There is no nation that has reached continuous and fast economic development without 50% of its population literacy. Inability to provide equal education chance to girls like boys can lead to many  emerging  nations  not reaching universal information and knowledge society (EFA  Global  Monitoring   Report,   2002).   Furthermore, lack of universal access to literacy by both boys and girls will cost emerging nations millions of dollars every year (Human Development Report, 1999).
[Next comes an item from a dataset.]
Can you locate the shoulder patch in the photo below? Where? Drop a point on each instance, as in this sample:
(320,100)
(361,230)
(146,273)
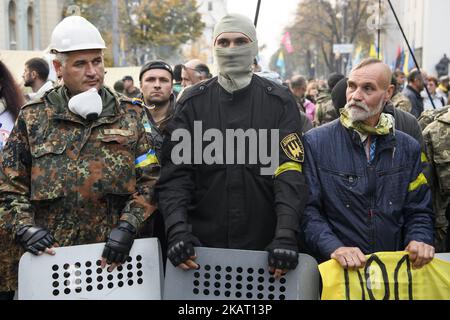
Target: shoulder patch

An individual’s income increment by fifteen percent every year of education received equates to a three percent increment annually in GDP if high quality literacy is provided to whole population (OECD, 2005).  Universal access to literacy is a key framework for the economic growth of a universal information and knowledge society, including democratic nation and universal security (UNESCO, 2011). Universal access to literacy promotes peace all over the world and continuous schooling reduces a male’s chance of being involved in violent activities by thirty percent (UNICEF, 2004).


 CONCLUSION

The subject of equal data societies will not seize to be at the core of UNESCO’s functions to satisfy WSIS objectives. For some time, World Summit on the Information Society has created the importance of reaching the far side of technology to make sure that ICTs meet human development desires. Equal data societies are societies where individuals have prepared access to information, equal access to literacy and communication devices in languages and formats that suit them irrespective of their individual situations, the abilities to interpret and create them, and use opportunities to change information and competencies into balanced livelihoods. Such societies will be highly equipped to deal with the challenges of financial condition wipeout, access to literacy, sustained development and peaceful existence that also affect our world. UNESCO can still follow them smartly through its own programmes and in collaboration with other agencies.
 
Since it promotes knowledge and competencies and emphasizes on new ethical values and enhances personal and group empowerment, equity in education access is at the core of economic, technological and social as well as attainment of universal knowledge society. The relationships between literacy levels and characteristics such as income levels, health conditions, and long life are well published in all emerging and developed economies. Lately, the focus has increased in the critical function of universal access to education in attaining universal knowledge society and peoples’ efforts to improve livelihoods and enhance quality of life. The strategy in which literacy supports equity in knowledge society is important for taking into account the great impacts of literacy on human developmen


 CONFLICT OF INTERESTS

The author has not declared any conflict of interests.